I have a friend, an artist, who takes raucous glee in the rituals of Halloween. Once, he and Steven took the kids out in a white van for a commando style trick-or-treat. Cruising the best streets (those with pumpkins on porches, skeletons in chairs, and fake cobwebs in bushes), he would pull to the curb, throw open the van doors and yell GO!GO!GO! My angels charged across clipped lawns, past jack-o’-lanterns and weaker children, like tiny beasts bent on one thing — more. The MOST, the one haul to rule them all.
I stayed home and made soup, praying that the scars were superficial.
It was a Brazilian black bean soup that probably wasn’t Brazilian at all, but that’s what the recipe said. It was elaborate and hearty and, with a homemade bread, was intended to warm the bellies of the beasts after a hard night of search and destroy. When I put the prepared soup in the blender, the lid flew off and spewed partially puréed black bean soup all over my walls, my ceiling, and me. It was as if the devil himself had projectile vomited in my kitchen. They found me in a state of dramatic disarray, cursing Halloween.

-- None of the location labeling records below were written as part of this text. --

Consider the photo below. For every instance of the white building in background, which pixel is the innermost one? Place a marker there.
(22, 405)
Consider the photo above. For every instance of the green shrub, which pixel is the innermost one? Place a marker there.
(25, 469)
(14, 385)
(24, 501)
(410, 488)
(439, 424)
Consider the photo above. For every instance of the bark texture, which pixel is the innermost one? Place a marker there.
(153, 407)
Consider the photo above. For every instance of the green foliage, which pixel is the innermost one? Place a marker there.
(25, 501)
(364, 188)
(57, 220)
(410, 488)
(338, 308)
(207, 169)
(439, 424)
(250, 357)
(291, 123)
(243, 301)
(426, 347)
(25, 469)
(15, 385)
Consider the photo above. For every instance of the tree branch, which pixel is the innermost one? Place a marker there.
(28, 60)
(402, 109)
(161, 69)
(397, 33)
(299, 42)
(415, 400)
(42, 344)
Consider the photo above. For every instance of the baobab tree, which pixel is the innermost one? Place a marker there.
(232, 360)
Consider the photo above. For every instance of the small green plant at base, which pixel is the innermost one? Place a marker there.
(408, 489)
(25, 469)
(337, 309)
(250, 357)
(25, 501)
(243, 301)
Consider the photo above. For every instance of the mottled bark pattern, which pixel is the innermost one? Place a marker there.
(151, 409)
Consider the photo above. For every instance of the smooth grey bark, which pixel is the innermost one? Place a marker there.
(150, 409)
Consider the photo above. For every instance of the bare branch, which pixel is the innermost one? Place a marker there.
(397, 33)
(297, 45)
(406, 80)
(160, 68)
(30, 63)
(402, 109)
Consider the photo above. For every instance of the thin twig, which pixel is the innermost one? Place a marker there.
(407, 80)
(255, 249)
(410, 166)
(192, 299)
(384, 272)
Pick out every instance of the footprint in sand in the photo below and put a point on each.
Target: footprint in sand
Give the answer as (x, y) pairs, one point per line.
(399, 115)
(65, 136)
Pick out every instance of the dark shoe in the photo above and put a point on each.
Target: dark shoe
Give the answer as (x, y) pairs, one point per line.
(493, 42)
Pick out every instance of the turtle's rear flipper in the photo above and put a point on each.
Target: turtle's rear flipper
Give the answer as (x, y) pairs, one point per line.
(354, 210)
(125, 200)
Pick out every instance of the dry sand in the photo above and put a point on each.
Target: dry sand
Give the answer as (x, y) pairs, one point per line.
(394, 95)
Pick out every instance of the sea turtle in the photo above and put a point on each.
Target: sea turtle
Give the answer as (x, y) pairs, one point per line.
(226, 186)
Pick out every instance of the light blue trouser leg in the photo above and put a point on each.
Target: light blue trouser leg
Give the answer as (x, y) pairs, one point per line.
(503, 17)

I think the dead must hate Halloween. All the giddy costumed people moaning around the graveyards, not a flower or a tear, just a lot of ghoulish lurching about. And what’s with the skeletons? I keep one of those under my skin, and try very hard not to think about it.

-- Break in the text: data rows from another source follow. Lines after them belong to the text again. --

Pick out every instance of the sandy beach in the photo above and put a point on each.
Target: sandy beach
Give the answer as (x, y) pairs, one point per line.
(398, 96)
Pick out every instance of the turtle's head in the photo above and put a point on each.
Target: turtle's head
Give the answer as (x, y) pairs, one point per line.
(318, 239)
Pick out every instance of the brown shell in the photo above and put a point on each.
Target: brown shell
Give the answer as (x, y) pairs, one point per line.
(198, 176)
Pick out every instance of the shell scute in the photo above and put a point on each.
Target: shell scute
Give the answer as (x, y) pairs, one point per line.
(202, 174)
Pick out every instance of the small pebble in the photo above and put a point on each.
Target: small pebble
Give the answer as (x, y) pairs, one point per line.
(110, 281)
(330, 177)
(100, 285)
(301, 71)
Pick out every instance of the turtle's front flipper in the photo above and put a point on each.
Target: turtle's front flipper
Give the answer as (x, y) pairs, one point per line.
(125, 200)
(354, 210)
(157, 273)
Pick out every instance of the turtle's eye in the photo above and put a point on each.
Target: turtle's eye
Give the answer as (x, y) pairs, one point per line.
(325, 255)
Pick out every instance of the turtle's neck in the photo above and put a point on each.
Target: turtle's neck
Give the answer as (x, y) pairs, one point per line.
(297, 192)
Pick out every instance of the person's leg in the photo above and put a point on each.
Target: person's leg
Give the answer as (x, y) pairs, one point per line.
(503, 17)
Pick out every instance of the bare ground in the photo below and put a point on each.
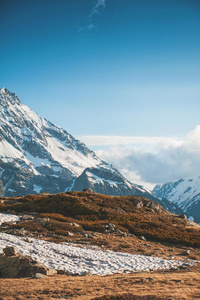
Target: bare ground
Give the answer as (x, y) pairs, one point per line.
(166, 285)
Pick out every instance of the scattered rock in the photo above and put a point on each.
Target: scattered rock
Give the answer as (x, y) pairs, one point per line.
(187, 252)
(75, 224)
(149, 279)
(183, 216)
(141, 237)
(39, 275)
(88, 190)
(26, 217)
(10, 251)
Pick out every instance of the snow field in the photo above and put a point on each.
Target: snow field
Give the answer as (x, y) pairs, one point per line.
(78, 260)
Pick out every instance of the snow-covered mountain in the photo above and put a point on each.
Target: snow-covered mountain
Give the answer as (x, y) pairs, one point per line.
(185, 193)
(37, 156)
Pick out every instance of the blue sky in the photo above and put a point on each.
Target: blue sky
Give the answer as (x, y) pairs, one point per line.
(105, 67)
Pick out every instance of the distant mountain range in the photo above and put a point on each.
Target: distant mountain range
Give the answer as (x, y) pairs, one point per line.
(185, 193)
(37, 156)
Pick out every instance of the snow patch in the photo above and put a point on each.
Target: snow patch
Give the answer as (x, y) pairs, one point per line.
(77, 260)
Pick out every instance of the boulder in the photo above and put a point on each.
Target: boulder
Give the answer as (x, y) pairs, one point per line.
(19, 266)
(10, 251)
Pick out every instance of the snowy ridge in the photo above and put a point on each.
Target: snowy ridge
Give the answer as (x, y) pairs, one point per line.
(37, 156)
(184, 192)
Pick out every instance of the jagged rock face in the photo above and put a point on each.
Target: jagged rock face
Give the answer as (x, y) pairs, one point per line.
(37, 156)
(185, 193)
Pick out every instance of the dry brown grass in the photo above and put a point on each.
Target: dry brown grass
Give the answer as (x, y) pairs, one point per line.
(176, 285)
(92, 210)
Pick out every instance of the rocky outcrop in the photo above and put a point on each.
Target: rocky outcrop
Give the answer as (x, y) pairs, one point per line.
(13, 265)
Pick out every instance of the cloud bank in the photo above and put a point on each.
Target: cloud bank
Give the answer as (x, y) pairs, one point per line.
(150, 160)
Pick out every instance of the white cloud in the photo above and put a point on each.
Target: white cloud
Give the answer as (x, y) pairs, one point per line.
(150, 160)
(98, 5)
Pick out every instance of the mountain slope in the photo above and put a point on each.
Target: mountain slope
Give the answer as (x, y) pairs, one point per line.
(37, 156)
(184, 192)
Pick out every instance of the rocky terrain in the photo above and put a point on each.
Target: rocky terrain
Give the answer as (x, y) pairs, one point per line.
(37, 156)
(72, 232)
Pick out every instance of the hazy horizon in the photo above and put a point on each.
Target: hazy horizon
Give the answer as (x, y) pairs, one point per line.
(122, 76)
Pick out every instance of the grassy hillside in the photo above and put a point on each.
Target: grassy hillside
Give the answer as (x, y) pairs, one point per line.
(93, 212)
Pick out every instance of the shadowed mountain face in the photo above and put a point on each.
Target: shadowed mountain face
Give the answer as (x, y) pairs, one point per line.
(185, 193)
(37, 156)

Halloween is a festival of mixed messages, a bunch of lies to hoodwink the young. Don’t take candy from strangers — unless you wear a costume, have a bag, and go directly to their door. Don’t bother the neighbors, except today when you can take their candy. Dress like a civilized person, except today when you can dress like an intergalactic pirate with a weapon.
My kids remember houses with the rule no costume, no candy. My husband grew up in Manhattan and remembers grown men banging on the apartment door, no costume, basso profundo TRICK OR TREAT. They got candy. The rules are malleable.
Pumpkins are pretty for a minute but then fall into themselves like science projects, dark festering wounds on the porch. Jack-o’-lanterns send you to the floor or the emergency room. Or both.
Costumes are for theater folk and people who very much want to be looked at. I like to look but don’t look at me. The best adult costume I’ve been able to manage is a mask. Me in a mask. Anonymity is delicious.
I once went to a Halloween party dressed as my best self and left with a husband. It’s a good, long story, but maybe best told like that.
The kids are grown now and I live in an isolated place. The peace is a welcome reward. Happy Halloween. Save the dark chocolate for me. I’m going to make soup.
I loved this. Halloween is, indeed "dread to the parent who loathes shopping and can't sew." As one who has had to run into K-Mart five minutes before closing on Oct 30th way too many times, I fully appreciate your eloquent dislike for this most demanding of holidays. Thank you for saying boo to Halloween and making me laugh.